Non, c’est absolument impensable. Il est condamné à la perpétuité incompressible. Et puis, ses déclarations changent sans cesse… c’est aussi un coup de communication de
son avocate. La justice restaurative, d’accord pour certains délinquants, mais pas pour des terroristes. Quand on voit la cruauté de ce qui s’est passé au Bataclan, on ne peut pas pardonner.
Ce n’est pas possible.

Je comprends… Et concernant la compagne de Mathieu, Aurélie, et leurs enfants ? Comment allez-vous aujourd’hui ?

Ça se passe très bien. Aurélie vit à Paris avec ses deux enfants, on les voit à chaque vacances scolaires. Elle a été très courageuse. Elle a écrit deux livres, dont Déplier le cœur, et elle témoigne
souvent, notamment dans les écoles. Elle, elle croit davantage à la justice restaurative, elle a même rencontré des prisonniers. On en discute ensemble, parfois avec des avis différents, mais toujours dans le respect. On la verra à Paris pour le 13 novembre.

Une dernière question, monsieur Giroud. Quand vous pensez à Mathieu, qu’est-ce qui vous revient le plus souvent ?
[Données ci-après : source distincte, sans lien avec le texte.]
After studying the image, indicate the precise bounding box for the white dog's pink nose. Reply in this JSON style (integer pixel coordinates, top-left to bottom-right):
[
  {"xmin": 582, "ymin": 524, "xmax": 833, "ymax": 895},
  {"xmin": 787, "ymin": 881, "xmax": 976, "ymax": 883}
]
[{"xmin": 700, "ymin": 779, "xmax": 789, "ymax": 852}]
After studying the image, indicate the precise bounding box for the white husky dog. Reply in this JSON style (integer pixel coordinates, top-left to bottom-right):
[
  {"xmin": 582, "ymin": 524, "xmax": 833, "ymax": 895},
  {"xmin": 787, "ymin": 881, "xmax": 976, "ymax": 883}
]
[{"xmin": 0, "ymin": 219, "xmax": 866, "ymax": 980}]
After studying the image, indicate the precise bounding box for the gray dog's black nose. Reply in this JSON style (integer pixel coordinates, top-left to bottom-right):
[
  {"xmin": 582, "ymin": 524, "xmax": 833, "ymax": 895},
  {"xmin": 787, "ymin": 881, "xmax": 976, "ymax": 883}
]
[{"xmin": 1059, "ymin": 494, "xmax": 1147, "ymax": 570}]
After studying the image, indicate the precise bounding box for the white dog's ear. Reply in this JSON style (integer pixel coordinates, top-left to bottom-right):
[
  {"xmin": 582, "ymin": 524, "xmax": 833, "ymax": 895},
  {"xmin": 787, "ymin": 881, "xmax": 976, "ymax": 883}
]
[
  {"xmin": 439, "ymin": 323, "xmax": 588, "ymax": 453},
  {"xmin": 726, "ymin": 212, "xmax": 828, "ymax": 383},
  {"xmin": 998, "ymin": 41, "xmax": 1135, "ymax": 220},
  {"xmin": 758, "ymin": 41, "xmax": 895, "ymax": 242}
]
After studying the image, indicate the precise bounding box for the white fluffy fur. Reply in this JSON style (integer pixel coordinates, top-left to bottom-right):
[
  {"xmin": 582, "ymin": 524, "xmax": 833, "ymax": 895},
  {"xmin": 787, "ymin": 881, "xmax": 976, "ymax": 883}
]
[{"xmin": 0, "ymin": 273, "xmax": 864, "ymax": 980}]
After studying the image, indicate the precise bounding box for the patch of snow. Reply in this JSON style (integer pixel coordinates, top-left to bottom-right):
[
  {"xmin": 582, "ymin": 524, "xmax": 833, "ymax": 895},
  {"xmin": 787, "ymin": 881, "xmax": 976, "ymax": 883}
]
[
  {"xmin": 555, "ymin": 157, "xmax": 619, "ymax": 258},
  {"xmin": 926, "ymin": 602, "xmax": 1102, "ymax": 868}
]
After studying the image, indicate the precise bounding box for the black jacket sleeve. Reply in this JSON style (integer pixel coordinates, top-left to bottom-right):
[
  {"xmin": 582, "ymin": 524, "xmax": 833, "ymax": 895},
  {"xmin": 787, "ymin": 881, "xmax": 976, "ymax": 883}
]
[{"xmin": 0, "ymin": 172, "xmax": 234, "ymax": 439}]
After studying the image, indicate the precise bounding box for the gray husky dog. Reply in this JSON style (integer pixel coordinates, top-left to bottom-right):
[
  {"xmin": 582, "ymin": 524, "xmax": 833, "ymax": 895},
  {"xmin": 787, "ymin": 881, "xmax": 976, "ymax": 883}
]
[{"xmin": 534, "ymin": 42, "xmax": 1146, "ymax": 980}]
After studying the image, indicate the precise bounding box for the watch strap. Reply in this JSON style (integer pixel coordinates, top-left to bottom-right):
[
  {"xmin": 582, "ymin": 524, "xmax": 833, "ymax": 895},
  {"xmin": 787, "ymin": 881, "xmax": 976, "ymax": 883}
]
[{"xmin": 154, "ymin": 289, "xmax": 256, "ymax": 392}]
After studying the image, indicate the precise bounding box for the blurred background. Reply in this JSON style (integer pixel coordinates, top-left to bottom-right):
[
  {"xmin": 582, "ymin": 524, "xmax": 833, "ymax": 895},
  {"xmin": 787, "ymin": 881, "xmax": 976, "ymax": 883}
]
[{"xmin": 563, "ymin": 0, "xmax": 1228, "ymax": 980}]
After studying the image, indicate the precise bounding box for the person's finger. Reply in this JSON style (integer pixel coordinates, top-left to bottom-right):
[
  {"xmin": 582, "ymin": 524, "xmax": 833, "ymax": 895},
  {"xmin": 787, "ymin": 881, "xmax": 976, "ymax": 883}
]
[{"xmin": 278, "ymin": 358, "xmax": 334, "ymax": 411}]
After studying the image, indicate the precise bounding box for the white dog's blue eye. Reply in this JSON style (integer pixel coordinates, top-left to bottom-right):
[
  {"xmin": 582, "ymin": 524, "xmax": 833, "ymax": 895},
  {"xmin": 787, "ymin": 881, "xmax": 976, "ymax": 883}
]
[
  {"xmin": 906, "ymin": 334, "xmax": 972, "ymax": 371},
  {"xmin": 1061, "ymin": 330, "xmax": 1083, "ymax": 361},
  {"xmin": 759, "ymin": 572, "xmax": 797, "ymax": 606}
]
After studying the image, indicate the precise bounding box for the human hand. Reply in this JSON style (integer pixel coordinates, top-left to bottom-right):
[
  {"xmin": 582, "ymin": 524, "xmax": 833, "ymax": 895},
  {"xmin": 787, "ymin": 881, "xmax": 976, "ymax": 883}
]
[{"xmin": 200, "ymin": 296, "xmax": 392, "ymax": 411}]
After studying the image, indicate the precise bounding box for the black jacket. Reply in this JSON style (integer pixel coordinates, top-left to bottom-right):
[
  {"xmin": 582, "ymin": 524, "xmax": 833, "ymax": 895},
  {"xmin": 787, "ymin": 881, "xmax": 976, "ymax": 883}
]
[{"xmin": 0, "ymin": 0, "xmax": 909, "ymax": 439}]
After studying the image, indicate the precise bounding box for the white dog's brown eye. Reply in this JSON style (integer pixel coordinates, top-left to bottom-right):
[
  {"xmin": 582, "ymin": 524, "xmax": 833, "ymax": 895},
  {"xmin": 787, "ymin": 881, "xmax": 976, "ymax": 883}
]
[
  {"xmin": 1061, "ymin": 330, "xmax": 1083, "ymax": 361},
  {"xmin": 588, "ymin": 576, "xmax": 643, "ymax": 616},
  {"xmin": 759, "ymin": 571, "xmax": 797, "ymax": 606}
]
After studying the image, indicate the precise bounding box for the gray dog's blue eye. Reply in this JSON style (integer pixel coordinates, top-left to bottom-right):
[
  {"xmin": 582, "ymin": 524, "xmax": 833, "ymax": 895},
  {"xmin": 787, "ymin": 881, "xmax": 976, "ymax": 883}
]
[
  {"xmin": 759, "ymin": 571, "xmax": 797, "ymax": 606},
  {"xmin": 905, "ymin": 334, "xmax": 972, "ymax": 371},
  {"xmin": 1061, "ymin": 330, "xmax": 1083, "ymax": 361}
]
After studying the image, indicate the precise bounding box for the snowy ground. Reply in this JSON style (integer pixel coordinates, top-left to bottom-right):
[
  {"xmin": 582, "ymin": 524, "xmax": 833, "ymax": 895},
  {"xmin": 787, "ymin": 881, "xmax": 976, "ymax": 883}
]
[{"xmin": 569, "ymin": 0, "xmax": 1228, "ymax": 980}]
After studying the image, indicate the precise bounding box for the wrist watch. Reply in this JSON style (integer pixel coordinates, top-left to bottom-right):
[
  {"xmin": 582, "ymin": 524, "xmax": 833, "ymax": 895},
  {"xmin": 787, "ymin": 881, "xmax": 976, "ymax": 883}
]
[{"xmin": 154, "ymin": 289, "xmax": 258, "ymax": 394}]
Mathieu, c’était un garçon formidable. Pendant son enfance et son adolescence, aucun problème. Il était ouvert, serviable, passionné de foot et de musique. Et en géographie, il commençait à faire un vrai travail reconnu. Il travaillait sur la gentrification des quartiers, sur Grenoble notamment. Ses collègues et ses étudiants l’admiraient. C’était un type extraordinaire. Une grande perte.